Note that the last expression can also be expressed as a geometric series of positive powers of s

$$\begin{aligned} \frac{1}{s - 1} = - \sum _{k=0}^\infty s^k\,. \end{aligned}$$

However, this series only converges if \(|s| < 1\). Consequently, there is no right-half plane where the series is holomorphic and hence it isn’t the Laplace transform of a distribution.

4 Extension to Several Variables

The Laplace transform can be extended to functions of several variables in the same way as we did for the Fourier transform. Let \(\tau \) be an n-tuple in \({\mathbb {R}}^n\). A multi-variable original function \(f: {\mathbb {R}}^n \rightarrow {\mathbb {C}}\) is a function that is an original function with respect to each variable independently, that is

  1. 1.

    \(f(\tau ) = 0\) if any \(\tau _i < 0, i=1,\ldots ,n\).

  2. 2.

    There is a \(\sigma _0 \in {\mathbb {R}}^n\) such that \(f(\tau )\textrm{e}^{-\left( \sigma _0,\tau \right) }\) is absolutely integrable over \({\mathbb {R}}^n\) .

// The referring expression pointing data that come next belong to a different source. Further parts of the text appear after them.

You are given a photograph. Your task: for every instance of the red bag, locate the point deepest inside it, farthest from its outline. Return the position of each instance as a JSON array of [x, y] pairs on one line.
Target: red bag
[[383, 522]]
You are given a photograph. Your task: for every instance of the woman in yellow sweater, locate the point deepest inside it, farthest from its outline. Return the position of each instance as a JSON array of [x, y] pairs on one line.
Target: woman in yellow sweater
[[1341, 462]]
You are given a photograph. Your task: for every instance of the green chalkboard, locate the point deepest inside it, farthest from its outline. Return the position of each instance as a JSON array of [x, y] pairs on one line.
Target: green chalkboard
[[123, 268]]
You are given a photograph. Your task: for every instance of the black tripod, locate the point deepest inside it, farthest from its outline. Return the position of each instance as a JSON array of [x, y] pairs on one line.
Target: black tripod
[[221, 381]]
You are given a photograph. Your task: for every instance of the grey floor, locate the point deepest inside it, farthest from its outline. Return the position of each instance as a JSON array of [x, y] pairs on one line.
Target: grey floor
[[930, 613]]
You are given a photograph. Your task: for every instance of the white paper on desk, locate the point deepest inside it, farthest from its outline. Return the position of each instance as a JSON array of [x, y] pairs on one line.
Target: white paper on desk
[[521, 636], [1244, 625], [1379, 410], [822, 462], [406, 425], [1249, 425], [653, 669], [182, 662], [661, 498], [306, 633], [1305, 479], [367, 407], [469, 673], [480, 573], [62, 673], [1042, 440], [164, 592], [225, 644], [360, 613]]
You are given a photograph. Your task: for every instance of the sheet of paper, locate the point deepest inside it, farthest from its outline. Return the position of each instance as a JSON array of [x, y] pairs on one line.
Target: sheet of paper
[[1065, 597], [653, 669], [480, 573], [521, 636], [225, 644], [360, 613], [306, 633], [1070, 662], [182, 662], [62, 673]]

The classic  Laplace transform is then defined as

$$\begin{aligned} {\mathcal {L}}\left\{ f\right\} (s) = \int _{{\mathbb {R}}_+^n} f(\tau ) \, \textrm{e}^{-\left( s,\tau \right) } \, d^n\tau \end{aligned}$$
(5.7)

with \(s \in {\mathbb {C}}^n\) and \({\mathbb {R}}_+^n\) the n-dimensional Cartesian product of the half-line \([0,\infty )\).

With this definition we see that the definition of the Laplace transform for distributions extends to higher dimensions essentially without modification. By interpreting k as a multi-index and all variables as n-dimensional ones, all properties of Table 5.1 remain valid. The only exception is the classic inverse Laplace transform integral (5.5). As we have seen, this integral is based on the inverse Fourier transform and the factor \(2\pi \jmath \) has therefore to be replaced by \((2\pi \jmath )^n\).